Study after study has shown that Canada’s businesses invest less on R&D, relative to the country’s gross domestic product, than those of many other OECD countries and, unlike others, has actually decreased its spending over the last decade. Many of these business investments include government support in the form tax credits, training programs, or grants. [emphasis mine]

In an effort to make the best use of the government’s investments the six-member expertpanel developed six broad recommendations include appointing a Minister of Innovation and creating the Industrial Research and Innovation Council (IRIC).

Laura Payton writes in her Oct. 17, 2011 article for CBC news,

Canada’s research and development funding system is too complicated and confusing, a government-appointed panel [for the Review of Federal Support to R&D] said Monday.

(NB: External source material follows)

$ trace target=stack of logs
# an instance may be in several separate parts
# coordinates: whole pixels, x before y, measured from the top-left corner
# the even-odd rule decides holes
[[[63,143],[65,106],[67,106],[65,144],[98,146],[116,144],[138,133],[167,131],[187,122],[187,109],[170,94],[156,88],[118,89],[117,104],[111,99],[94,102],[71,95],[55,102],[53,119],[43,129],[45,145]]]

Creating a new arm’s-length funding agency and putting a single cabinet minister in charge of innovation would streamline the application process and give the government a clear voice on the issue, Tom Jenkins, the panel’s chair said.

The idea is to cut red tape and make it easier for companies to get access to cash and increase collaboration.

“Going forward, more of the world’s innovations may well happen elsewhere, outside of Canada,” warned Jenkins, executive chairman and chief strategy officer of Waterloo, Ont.-based Open Text Corp.

“Governments in Canada spend more on supporting business R&D per capita than most countries in the industrialized world. And yet, we’re increasingly near the bottom of the pack when it comes to investing in business innovation. So if it’s not a lack of government investment, then why has our business R&D momentum been stalled for almost a decade?”

Gary Goodyear, minister of state for science and technology, said business investment and R&D help create high-paying, high-value jobs and maintain Canada’s standard of living.

Of course, none of the recommendations in the report from the expert panel address the core problem of Canadian businesses not investing in themselves. It simply wasn’t part of the brief and the title seems a little grandiose. Perhaps Government funding for innovation in Canada: A Call to Action might have been a better title.

While I think this review was an excellent exercise I am dismayed that one of the core problems (business investment) with innovation in Canada has not been addressed.

  • Help high-growth innovative firms access the risk capital they need through the Business Development Bank of Canada
    • Innovative Canadian companies face real challenges in getting start-up funding and late stage risk capital financing. In many cases, the gap is filled by foreign investors, which means that too many commercial benefits and intellectual property end up leaving the country. Directing the BDC to work with angel investor groups and develop late-stage risk capital/growth equity funds will pay dividends.